Thursday, 19 July 2012

Two Clare's separated by 800 years

Zero and I recently paid a visit to Assisi (during the same week as the International Eucharistic Congress in Dublin - it's our excuse, anyway). The town has been marked by a celebration of the 8th Centenary of the consecration to God of St Clare of Assisi, a celebration that has not really been much noticed in England.

We arrived in the evening of 9th June, and so missed out on an event held that day under the auspices of the Focolare Movement: Clare of Assisi and Chiara Lubich: Two Charisms in Communion. The particular prompt for the event was the dedication of a square near the Basilica of St Francis to Chiara Lubich, the founder of the Focolare.

The following paragraph from the report on the Focolare website struck me in particular. It is worth recalling that the official title of the Focolare is "Work of Mary". This reflects a line of thought which suggests that the Virgin Mary represents a figure of all that is charismatic (ie individually given gift) in the life of the Church.

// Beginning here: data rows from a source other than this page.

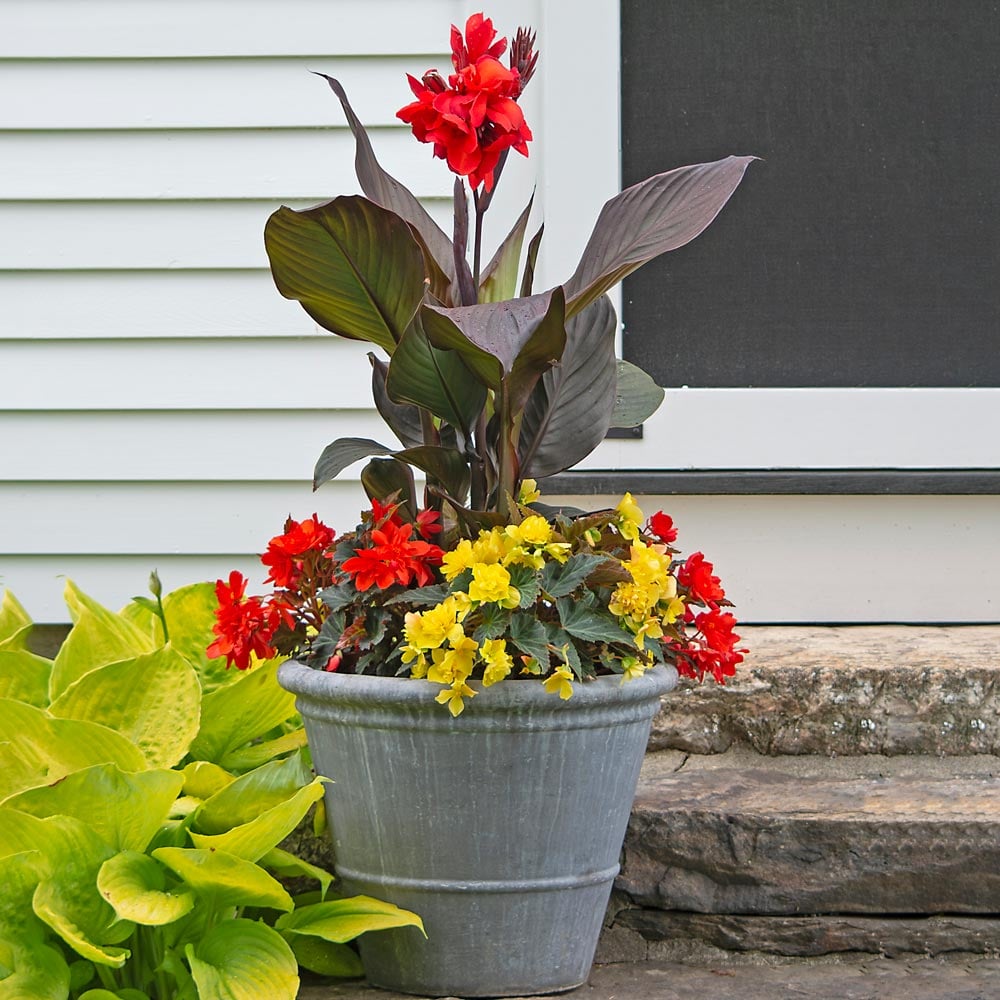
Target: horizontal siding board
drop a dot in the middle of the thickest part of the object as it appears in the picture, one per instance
(280, 164)
(183, 446)
(233, 93)
(782, 559)
(182, 518)
(184, 374)
(185, 304)
(68, 29)
(142, 235)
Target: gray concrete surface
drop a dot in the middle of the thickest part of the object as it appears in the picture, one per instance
(872, 979)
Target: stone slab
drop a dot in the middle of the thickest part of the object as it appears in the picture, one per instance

Moreover, charisms are means for the emergence of the feminine. So it was for these two Clares: Clare of Assisi was able to receive approval for her “Highest Poverty” by the Holy See. Clare (Chiara) of Trent introduced into the Church the great novelty that the president of an ecclesial movement, containing all the vocations, will always be a woman. The accomplishments of Chiara Lubich’s charism are exquisitely secular (like the Economy of Communion), showing how much the charisms of the past and present are like the flywheels, that gradually lead us to a society that is more “humane and beautiful”.